Dominating mindshare among thousands as a small company is next to impossible. Instead, pare back the numbers, and allocate 80 percent of your resources toward your core clients.
3. Become your audience’s new normal.
Pick your places to stand out in consumers’ minds, then go 5 percent further. Seth Godin talks about this in his book “Purple Cow.” You’re either remarkable or invisible. Your brand has to truly be different if you want to attract raving fans, so don’t hold back.
4. Embrace the artifact.
Many people consider gifts to be a piece of swag. But swag is simply a tangible reminder of your brand, often in the form of cheap pens or USB drives that go untouched. Artifacts, on the other hand, are meaningful reminders of the relationships you’ve established.
I prefer to give world-class, practical pieces that include the entire family and are regularly used outside the office. Some of my favorites include handmade personalized cutlery sets, leather totes and reclaimed wooden headphones (yes, they exist) -- unique but universal gifts that people have never received before.

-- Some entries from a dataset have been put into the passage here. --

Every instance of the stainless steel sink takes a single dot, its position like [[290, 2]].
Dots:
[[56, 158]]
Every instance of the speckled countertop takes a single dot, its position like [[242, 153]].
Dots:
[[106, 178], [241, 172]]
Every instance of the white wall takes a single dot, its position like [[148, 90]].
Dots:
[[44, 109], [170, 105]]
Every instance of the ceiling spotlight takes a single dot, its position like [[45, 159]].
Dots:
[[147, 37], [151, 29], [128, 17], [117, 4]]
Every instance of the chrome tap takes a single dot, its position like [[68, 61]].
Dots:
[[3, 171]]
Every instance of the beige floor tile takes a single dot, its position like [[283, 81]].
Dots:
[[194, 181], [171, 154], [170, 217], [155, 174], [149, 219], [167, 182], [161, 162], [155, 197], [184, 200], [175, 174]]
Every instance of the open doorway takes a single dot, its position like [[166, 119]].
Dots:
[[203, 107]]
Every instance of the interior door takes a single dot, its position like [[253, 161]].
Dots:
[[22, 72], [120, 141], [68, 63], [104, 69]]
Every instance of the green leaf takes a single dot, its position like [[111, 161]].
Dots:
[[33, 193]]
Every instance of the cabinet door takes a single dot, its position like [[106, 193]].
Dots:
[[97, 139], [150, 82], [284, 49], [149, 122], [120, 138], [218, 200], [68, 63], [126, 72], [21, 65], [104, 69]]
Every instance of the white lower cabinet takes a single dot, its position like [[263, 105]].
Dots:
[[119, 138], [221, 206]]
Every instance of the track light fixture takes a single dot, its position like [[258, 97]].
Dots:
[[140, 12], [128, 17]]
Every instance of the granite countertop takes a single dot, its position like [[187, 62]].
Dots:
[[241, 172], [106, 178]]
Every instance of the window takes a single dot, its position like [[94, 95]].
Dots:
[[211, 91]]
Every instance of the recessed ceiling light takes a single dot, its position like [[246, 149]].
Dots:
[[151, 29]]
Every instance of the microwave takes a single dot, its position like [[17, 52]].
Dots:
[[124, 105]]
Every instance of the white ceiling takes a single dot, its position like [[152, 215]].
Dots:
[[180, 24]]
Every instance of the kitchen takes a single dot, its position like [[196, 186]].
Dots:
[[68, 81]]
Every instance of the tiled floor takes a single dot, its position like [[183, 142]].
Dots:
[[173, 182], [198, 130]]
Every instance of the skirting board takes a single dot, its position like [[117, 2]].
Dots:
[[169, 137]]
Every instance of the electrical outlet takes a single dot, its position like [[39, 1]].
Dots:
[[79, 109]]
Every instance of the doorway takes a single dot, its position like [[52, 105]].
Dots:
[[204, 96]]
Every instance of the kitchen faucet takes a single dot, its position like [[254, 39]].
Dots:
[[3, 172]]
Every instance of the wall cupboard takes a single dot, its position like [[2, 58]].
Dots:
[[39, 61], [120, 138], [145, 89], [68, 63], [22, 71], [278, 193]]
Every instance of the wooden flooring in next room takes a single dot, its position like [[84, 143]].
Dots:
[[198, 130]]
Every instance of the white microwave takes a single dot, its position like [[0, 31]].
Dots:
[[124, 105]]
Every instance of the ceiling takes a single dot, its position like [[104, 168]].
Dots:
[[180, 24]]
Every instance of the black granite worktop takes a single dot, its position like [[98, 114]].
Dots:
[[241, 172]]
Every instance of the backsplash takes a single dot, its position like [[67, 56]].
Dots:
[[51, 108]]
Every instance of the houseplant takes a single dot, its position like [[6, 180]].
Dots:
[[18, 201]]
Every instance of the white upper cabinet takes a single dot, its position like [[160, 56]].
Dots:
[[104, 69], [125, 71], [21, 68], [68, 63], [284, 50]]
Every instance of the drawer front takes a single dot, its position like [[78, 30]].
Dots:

5. Show that you’re human.
People buy from people, not companies. Connecting with clients outside the office is imperative. The deeper the connection, the more ingrained you’ll be in their daily thoughts. Ideally, you want to invite clients and their significant others to your home, perhaps for dinner.
5. Don’t limit your love.
Dazzle the entire office, from interns to admins -- not just executives and decision makers. Leaders are busy and easily forget. A powerful way to stay on their radar is to build relationships with their staff, especially their assistants. Shower these people with genuine attention, and they’ll make sure the executive is thinking about you as well.
Don’t let short-term metrics cloud your long-term vision for your startup. By nurturing relationships with a few influencers now, you’ll appear authentic and approachable. And when these people get a taste for the exceptional company you’ve built, they won’t be able to help but share the love with others.